Suppose we have a very long message which we want to save or send to someone, and we would like to shorten it to save ourselves space or sending time. This happens in particular if our message contains some kind of audio or video information, which can go on and on.

There are all sorts of procedures and protocols used to compactify information. We will study one simple problem here, and maybe another..

Suppose we know nothing whatever about our message, and want to compress it using only information we can glean from it by making a relatively small amount of counting on its data.

Suppose then that our message is represented as a long string of 0's and 1's of length L. One thing we can do is to pick a small number, k, divide the message up into consecutive blocks each consisting of k bits of information, (that is, k digits) and count how many blocks there are in our message for each possible block pattern of length k.

There are, of course, 2^k different possible patterns of digits 0 and 1 of length k.

If we were to do this, we would find, say, f(q) patterns of form q for each such pattern q.

If k is 2, the possible patterns are 00, 01, 10 and 11, which we can call 0,1,2 and 3 (which corresponds to reading them in binary notation). So we will get four frequencies, f(0), ..., f(3). Their sum will be N/k or rather the smallest integer at least as large as N/k, since that is how many blocks we will have.

So we could find 2^ksuch pattern occurrence numbers, (we call them pattern frequencies) and we want to use this information to shorten our message.

Note: Here we have created words that are binary sequences of length k. What we do below applies equally well when words are defined in any way at all, so long as they have given frequencies of occurrence.

How can we do so?

Well, we can assign a code word to each pattern, and make the code words that correspond to our frequently occurring patterns short, and those corresponding to rare patterns long.

This is what Morse code does for English language text, with patterns being individual letters.

This brings us to two specific questions:

1. How much can we shorten our message by using this technique?

2. How can we find an efficient shortening algorithm for this problem?

We will address these in turn,

5.1 Shannon's First Theorem: A Lower Bound to the Length of the Shortened Message

We now look at the first of these questions:

What can we say about the length of the shortest possible message that is a sequence of binary bits, based only on pattern frequencies?

We employ our old friend the Pigeonhole Principle, to get a bound.

To apply that principle, we must address two questions:

If we shorten our message so it ends up being M bits long, how many different possibilities can we distinguish?

How many arrangements of our patterns are there, consistent with our pattern frequency data?

The first question is straightforward: if our shortened message is M bits long, there are 2^Mpossible messages that can be distinguished by them.

So let us look at the second question:

We know from our frequency information how often each pattern occurs; but we have no information about the ordering of the patterns in our message.
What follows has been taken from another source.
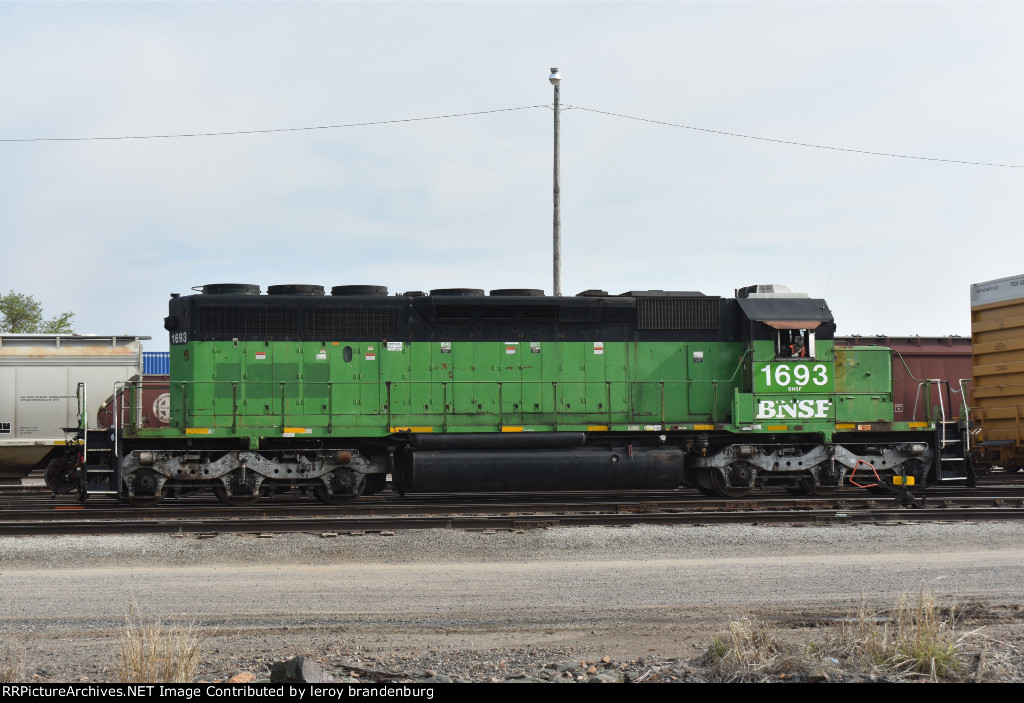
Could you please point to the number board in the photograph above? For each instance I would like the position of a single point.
(794, 377)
Our message can be any ordering of f(q) samples of block q for each q.

We let the total number of patterns, which is the sum over q of f(q), be denoted by N.

The answer to the second question is what is called a Multinomial Coefficient.
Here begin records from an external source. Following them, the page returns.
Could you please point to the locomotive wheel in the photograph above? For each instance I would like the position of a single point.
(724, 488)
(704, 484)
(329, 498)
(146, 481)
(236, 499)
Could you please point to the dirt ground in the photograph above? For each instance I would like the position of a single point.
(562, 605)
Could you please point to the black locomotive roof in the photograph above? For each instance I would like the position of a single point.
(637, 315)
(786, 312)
You have undoubtedly run into the most common of these, which occurs when there are only two patterns. Then there will be j occurrences of the first pattern, say, and N-j occurrences of the second. The number of possible arrangements of these is the binomial coefficient C(N,j), (It is often written as an N atop a j within brackets. This requires a minor effort to type here so we use the C notation)

And what is C(N,j) explicitly? One way to compute it is to count the number of ordered arrangements, and divide that by the number of ordered arrangements that correspond to the same unordered arrangement.
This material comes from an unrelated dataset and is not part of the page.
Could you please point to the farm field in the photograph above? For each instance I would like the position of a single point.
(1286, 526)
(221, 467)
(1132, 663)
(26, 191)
The number of ways of arranging N patterns is N! (Any of N can go first, any of N-1 can go next, etc.no matter what the previous choices were.) Furthermore, rearranging any of the j copies of the first pattern will not change the unordered pattern, no will rearranging any of the N-j copies of the second pattern. On the other hand, any other rearrangements will alter the pattern.

We conclude:

C(N,j) = N!/j!(N-j)!.

And what happens with more than two patterns?

If there are p distinct patterns the notation is C(f(1),f(2), ..., f(p)). (Notice that with the binomial coefficient we suppress the second pattern frequency, while usually in general we do not do so.)

By the identical argument given for binomial coefficients we find the following explicit formula for multinomial coefficients:

C(N, f(1),f(2),...,f(p)) = N!/(f(1)! f(2)! ... f(p)!).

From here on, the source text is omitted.